Article
Legislative Coverage: House Committees Push Health Insurance Executives on Rising Premiums, Prescription Drug Costs
Relevant Documents:
Energy and Commerce Committee Hearing Memo
Video: Energy and Commerce
Video: Ways and Means
Health care executives today faced members of two skeptical U.S. House committees examining rising health insurance premiums, hospital and drug pricing, and the role of federal policy in driving health care costs.
The House Energy and Commerce Subcommittee on Health and the Ways and Means Committee witnesses included UnitedHealth Group CEO Stephen Hemsley, CVS Health CEO David Joyner, Elevance Health CEO Gail Boudreaux, Cigna Group CEO David Cordani, Ascendiun (the nonprofit parent of Blue Shield of California) CEO Paul Markovich and two consumer advocates.
Lawmakers on both sides of the aisle criticized insurers’ role in the healthcare system. Energy and Commerce Committee Chair Brett Guthrie, R-Ky., and Subcommittee Chair Morgan Griffith, R-Va., framed the hearing as the start of a broader effort to scrutinize health insurers and key drivers of rising premiums and out-of-pocket costs. Griffith said the insurance industry is “dominated” by a few key players that control the majority of the national market. The biggest insurers manage “several facets” of the supply chain, he said, also remarking that Obamacare has increased costs and “warped incentives.”
Ranking Member Frank Pallone, D-N.J., asked Markovich what he was hearing from customers about coverage. Markovich responded that he was seeing premiums going up “quite substantially” as a result of the end of the Enhanced Affordable Care Act premium tax credits. Pallone criticized health savings accounts as a solution to rising costs, arguing they only benefit the wealthy.
Vice Chair Diana Harshbarger, R-Tenn., said the failures of Obamacare and insurance companies are to blame for the failing healthcare system. She described the failure of a system that “rewards bureaucracy over care, opacity over transparency and market power over competition.”
In the Ways and Means hearing, Chair Jason Smith, R-Mo., opened by noting that healthcare is “increasingly unaffordable” for American families. Health spending totaled $1.4 trillion in 2000, Smith said, and today it has tripled to $5.3 trillion.

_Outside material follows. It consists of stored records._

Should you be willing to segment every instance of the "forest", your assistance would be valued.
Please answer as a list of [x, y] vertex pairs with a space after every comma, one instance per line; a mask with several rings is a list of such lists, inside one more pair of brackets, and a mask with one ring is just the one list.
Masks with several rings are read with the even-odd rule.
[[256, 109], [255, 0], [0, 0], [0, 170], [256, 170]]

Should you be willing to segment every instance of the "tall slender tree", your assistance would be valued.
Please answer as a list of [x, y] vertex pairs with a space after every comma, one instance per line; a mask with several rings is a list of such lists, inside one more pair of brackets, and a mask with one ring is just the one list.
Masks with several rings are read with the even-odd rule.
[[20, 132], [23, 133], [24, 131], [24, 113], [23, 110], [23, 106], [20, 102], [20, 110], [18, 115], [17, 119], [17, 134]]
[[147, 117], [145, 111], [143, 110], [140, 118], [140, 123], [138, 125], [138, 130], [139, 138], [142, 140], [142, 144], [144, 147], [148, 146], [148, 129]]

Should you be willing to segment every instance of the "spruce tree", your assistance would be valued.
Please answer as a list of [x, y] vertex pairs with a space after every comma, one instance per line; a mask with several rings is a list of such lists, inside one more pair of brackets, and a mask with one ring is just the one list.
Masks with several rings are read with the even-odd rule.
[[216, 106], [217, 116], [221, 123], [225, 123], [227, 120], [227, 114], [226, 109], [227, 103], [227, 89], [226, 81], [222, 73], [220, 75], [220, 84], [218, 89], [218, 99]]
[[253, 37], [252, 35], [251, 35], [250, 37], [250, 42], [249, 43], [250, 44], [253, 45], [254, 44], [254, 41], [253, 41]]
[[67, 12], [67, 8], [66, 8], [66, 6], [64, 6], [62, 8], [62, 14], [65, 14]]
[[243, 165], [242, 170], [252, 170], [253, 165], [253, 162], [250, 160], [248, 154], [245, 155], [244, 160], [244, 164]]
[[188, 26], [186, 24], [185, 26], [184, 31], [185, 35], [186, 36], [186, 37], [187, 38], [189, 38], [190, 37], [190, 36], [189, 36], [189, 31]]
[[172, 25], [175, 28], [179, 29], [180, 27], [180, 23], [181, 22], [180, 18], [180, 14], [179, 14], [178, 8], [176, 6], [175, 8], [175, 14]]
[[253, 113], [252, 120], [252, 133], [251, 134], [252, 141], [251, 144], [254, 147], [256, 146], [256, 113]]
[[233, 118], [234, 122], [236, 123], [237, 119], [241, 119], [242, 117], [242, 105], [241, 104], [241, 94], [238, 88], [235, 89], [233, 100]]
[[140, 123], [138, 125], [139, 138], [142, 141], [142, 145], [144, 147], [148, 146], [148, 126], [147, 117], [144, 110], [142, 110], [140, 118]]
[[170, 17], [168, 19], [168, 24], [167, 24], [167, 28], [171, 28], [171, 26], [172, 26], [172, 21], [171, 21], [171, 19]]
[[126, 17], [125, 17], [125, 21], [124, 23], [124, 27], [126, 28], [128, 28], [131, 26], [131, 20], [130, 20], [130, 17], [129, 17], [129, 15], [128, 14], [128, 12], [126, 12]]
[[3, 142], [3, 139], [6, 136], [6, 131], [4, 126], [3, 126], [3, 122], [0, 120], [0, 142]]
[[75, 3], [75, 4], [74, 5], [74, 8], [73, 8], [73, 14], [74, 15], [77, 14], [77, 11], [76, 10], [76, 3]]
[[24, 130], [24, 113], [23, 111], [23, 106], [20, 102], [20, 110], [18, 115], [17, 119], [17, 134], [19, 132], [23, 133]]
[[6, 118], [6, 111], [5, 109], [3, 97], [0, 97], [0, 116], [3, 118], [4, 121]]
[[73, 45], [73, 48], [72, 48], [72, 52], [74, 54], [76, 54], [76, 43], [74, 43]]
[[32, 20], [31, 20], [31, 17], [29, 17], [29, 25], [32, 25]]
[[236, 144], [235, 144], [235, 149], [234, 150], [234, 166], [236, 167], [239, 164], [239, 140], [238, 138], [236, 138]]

Smith blamed Democratic lawmakers for “exploding” premiums, remarking that prices “have only gone up” since Obamacare was introduced.
Ranking Member Richard Neal, D-Mass., began by referencing healthcare tax credits, remarking that “the reason we’re here is that [Republicans] refuse to extend these tax credits.” The Republicans have attempted “time and again” to “sabotage” the Affordable Care Act “without a competing alternative of their own,” Neal argued.
Representative Mike Thompson, D-Calif., contended that it is “clear” too many Americans cannot afford the insurance they need and asked the panel about the use of AI algorithms to categorically deny coverage. The healthcare executives denied using AI systems to deny care, citing administrative uses of the technology.
UnitedHealth CEO Hemsley testified that rising premiums are “a symptom, not a cause,” of higher health care prices and pointed to hospital services, specialty care and prescription drugs as the primary cost drivers. He argued that insurers are incentivized to restrain costs through negotiations and care coordination, citing nearly $300 billion in discounts UnitedHealth negotiated last year on behalf of employers and consumers.
CVS Health’s Joyner said the company is “addressing the fragmentation and underlying cost of care” and working to ensure members “have access to the right care at the right cost.” Elevance Health’s Boudreaux testified that affordability challenges reflect system-wide cost growth rather than failures of any single payor, noting that premiums largely track medical utilization and prices. She pointed to hospital care, physician services and prescription drugs as the largest contributors to spending growth.
Cigna Group CEO Cordani told lawmakers that health care affordability continues to deteriorate because hospital prices, specialty drugs and chronic disease prevalence are rising “far faster” than inflation, with hospital stay costs up more than 220% since 2000 and the median price of a new prescription drug at $370,000.
Ascendiun CEO Markovich testified that the U.S. health system is “bankrupting and failing” Americans and called for aggressive reforms to “fundamentally change this flawed system.”